ブドウの木が整然と並ぶ畑の中には、一定の距離を置いて「生物多様性帯」も設けられていました。自生の植物が繁茂し豊かな植生が広がることで、そこで育まれた健康な土壌は周辺の土壌にも良い影響を与えます。コウモリの巣箱を設置することで、コウモリが自然と集まりブドウの害虫を食べてくれるため、害虫駆除の薬剤が不要になるとのこと。さらに、雑草を肥料として活用する際には、すべてを刈り取るのではなくローラーで「折りたたむ」方法を採用しているため、土壌内の湿度もしっかりと保つことができているのだそうです。
レンツではエネルギー自立のワイナリーとして新しい建物の外壁には断熱性の高い外壁を用い、太陽光と地熱の活用以外にも、冷蔵倉庫については廃熱を利用。水は地下水を利用しており、水道水を利用するとむしろ汚染源になるという話もとても興味深いものでした。

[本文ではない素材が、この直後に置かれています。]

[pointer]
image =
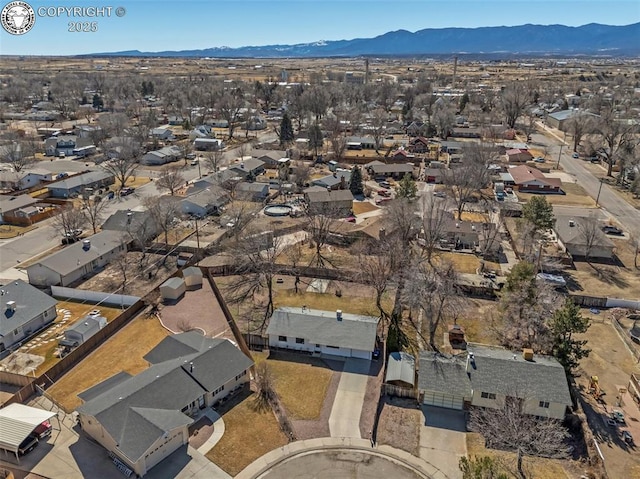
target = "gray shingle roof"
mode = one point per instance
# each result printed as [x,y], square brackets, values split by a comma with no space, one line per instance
[75,256]
[322,327]
[444,374]
[137,411]
[502,371]
[30,302]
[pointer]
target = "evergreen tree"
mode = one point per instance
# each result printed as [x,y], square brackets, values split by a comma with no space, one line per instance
[315,138]
[286,130]
[355,185]
[566,322]
[407,188]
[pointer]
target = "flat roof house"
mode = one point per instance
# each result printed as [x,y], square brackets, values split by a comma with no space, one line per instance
[74,185]
[142,419]
[323,332]
[485,376]
[25,310]
[78,260]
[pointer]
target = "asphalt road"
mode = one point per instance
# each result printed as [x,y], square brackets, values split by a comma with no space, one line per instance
[623,212]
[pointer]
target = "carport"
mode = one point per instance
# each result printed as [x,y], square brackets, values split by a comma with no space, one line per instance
[17,421]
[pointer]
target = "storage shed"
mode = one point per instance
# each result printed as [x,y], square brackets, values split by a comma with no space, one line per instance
[172,289]
[192,277]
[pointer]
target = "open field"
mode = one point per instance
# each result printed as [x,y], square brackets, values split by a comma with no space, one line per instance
[294,374]
[249,434]
[574,195]
[122,352]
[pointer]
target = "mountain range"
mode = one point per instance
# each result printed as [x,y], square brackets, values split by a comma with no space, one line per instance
[531,40]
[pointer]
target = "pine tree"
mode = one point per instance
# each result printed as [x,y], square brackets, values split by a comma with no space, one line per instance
[355,185]
[286,130]
[407,188]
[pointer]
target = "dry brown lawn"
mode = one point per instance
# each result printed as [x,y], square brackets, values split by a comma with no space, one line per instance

さて、ワイナリーをしっかり歩いて一通り視察した後は、試飲タイムです。
ロゼ、白、赤の各種ワインだけでなく、パンやチーズといった軽食もご準備していただき、ワインにおつまみにお土産選びに…と、お話も伺いながら楽しい時間となりました。
なお、SJSでは2024年3月に行われた第10回SJS交流ウェビナーに、ローランド・レンツさんに登壇いただいています。また今年の5月に予定している「サステナブル・トレイル2025」でも、レンツを訪問予定です。
最後に、サステナブル・トレイル2024の参加者より全体を通してのご感想をいただきましたので、次回の参加をご検討されている方はどうぞご参考に。
建築家・工務店経営者 米山克幸様(新潟)
今回、僕は関農園さんにスイスの「食と建築」を体感していただきたく一緒に参加させていただきました。そんな中で、月並みな感想ですが食に関してはビーガンやオーガニックの取り組みを生産者を通じて体感させて頂き、建築もBIOホテルをはじめとする持続可能な取り組みを体感させていただき、広く大きな視野で視察をさせていただきました。
その中で感じたのは限られた時間の中で滝川さんの取材力と各地域との連携に尽力され、専門的な知識も織り交ぜながら私たちに分かりやすく伝えてくださいました。その結果を僕達は日本に持ち帰り自社や地域の発展に生かし、いかにして実践して行くことができるかを日々考えます。